Use site-directed mutagenesis via Golden Gate assembly to mutate Threonine 203 to NNK in EGFP, generating a codon-randomized library at that site.

You will:

Locate T203 in the EGFP ORF
Replace its codon with NNK
Design and annotate the product
Simulate the construct and output a valid Construction File

Files¶

You can find the plasmid here: Addgene #13031: pcDNA3-EGFP
Click the "View all sequences" link on the Addgene plasmid page.
Then click the GenBank download link.
Open the downloaded .gbk file in ApE or Benchling to view the plasmid map and annotations.
A copy of the plasmid map is also available in the tutorial’s assets folder as: addgene-plasmid-13031-sequence-305137.gbk.

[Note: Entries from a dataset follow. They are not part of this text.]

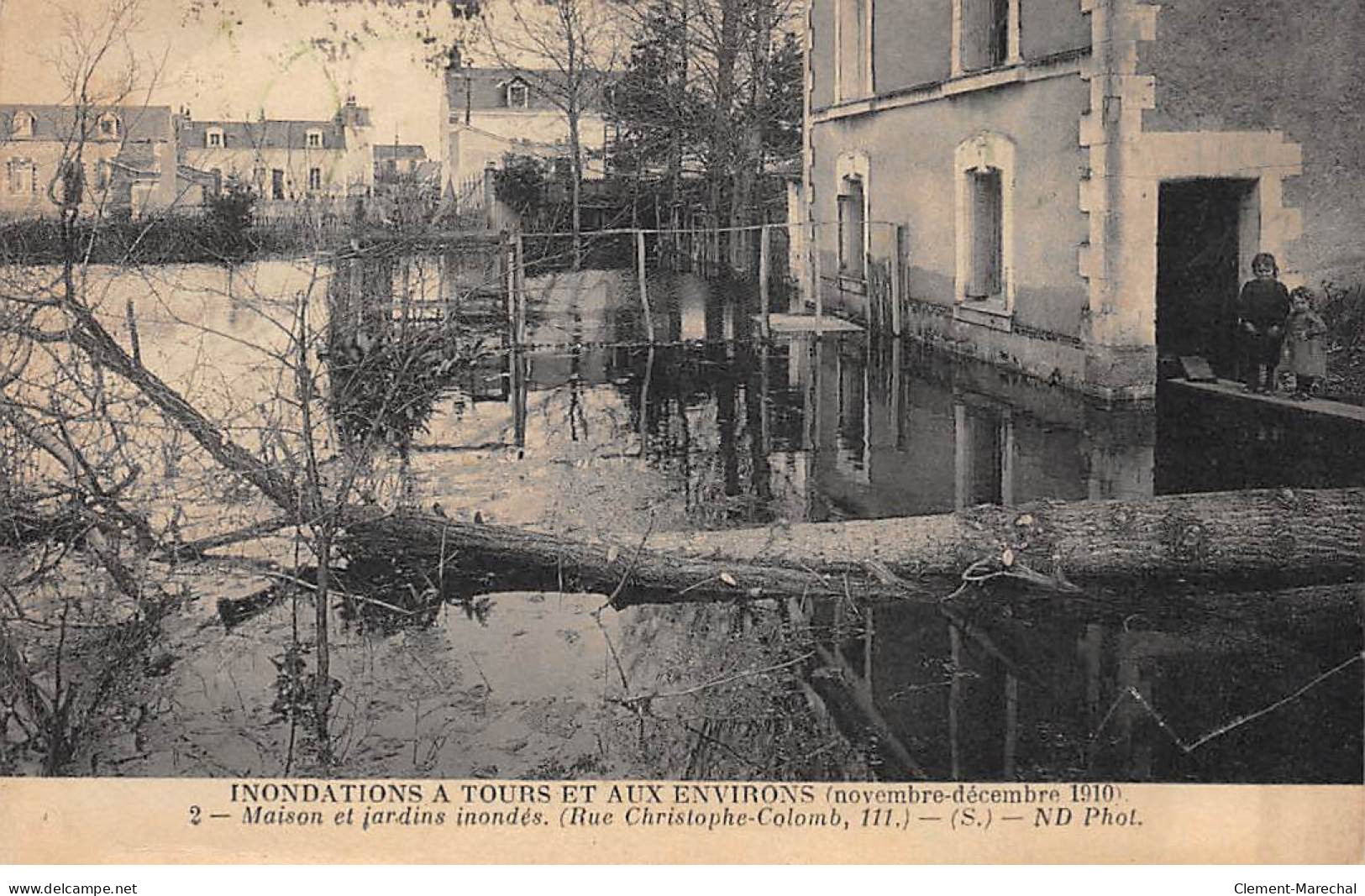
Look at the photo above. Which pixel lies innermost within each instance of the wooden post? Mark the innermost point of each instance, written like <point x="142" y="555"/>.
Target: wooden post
<point x="509" y="286"/>
<point x="644" y="292"/>
<point x="764" y="279"/>
<point x="815" y="271"/>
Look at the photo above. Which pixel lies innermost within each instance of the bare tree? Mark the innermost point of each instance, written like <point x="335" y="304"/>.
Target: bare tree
<point x="565" y="50"/>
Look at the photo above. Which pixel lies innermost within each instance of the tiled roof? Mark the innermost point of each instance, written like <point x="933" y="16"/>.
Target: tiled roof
<point x="268" y="134"/>
<point x="59" y="123"/>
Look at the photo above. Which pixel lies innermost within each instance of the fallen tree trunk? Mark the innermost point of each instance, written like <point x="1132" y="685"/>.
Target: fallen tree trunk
<point x="1222" y="537"/>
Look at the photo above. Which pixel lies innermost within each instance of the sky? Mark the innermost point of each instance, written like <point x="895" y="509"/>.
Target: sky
<point x="235" y="58"/>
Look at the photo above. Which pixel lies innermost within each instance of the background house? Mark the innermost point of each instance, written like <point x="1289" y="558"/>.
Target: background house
<point x="395" y="161"/>
<point x="491" y="112"/>
<point x="127" y="157"/>
<point x="286" y="161"/>
<point x="1072" y="187"/>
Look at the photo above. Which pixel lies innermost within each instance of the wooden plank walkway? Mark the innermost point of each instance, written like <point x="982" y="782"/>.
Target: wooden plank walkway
<point x="1281" y="400"/>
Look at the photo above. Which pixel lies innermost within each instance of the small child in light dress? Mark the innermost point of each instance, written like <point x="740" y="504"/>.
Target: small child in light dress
<point x="1304" y="349"/>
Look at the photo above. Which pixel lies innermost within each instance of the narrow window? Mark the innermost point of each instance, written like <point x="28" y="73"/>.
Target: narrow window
<point x="987" y="228"/>
<point x="852" y="50"/>
<point x="21" y="176"/>
<point x="851" y="228"/>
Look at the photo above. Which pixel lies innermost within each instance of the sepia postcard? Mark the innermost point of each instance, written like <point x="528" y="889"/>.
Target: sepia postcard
<point x="681" y="432"/>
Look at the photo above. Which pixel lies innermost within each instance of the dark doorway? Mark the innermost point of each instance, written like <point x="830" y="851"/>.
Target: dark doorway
<point x="1197" y="250"/>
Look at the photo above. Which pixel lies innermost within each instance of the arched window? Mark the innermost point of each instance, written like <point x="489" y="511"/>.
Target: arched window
<point x="21" y="126"/>
<point x="852" y="212"/>
<point x="984" y="221"/>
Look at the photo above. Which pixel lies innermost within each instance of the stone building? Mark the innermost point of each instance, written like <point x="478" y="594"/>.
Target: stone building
<point x="1074" y="187"/>
<point x="127" y="155"/>
<point x="287" y="161"/>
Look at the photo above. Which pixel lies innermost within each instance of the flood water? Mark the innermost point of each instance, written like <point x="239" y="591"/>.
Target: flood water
<point x="593" y="432"/>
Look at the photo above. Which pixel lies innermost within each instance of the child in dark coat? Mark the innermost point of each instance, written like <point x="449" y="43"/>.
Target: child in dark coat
<point x="1304" y="345"/>
<point x="1262" y="312"/>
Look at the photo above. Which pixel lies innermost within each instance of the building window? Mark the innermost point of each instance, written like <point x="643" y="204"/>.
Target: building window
<point x="986" y="34"/>
<point x="984" y="223"/>
<point x="852" y="228"/>
<point x="108" y="126"/>
<point x="853" y="50"/>
<point x="21" y="126"/>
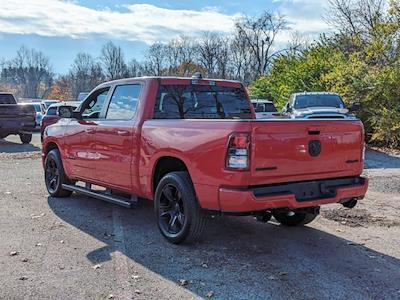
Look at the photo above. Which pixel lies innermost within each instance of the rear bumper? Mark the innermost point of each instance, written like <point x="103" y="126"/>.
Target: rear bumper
<point x="292" y="195"/>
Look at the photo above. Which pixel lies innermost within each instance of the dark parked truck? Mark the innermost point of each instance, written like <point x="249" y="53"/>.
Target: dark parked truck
<point x="16" y="119"/>
<point x="194" y="147"/>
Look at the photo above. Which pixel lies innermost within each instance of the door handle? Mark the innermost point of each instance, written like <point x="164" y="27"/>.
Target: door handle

⚠️ Important: The plasmid contains an internal BsaI site, which would interfere with assembly. To avoid this conflict, use BsmBI instead (recognition site: 5′–CGTCTC(N1/N5)–3′).

Guidelines¶

This quiz builds on everything you’ve learned so far. As you design your T203NNK library:

Use Golden Gate mutagenesis with BsmBI on pcDNA3-EGFP.
Replace only the codon for T203 with NNK, preserving the reading frame.
As you prepare your product sequence in ApE or Benchling, annotate the edited codon as "T203NNK" to keep track of your mutation site.
Choose a nearby 4 bp junction, the annealing regions, and design 2 Golden Gate oligos.
Write up and simulate your construction file below.
The simulator already has the sequence for pcDNA3-EGFP.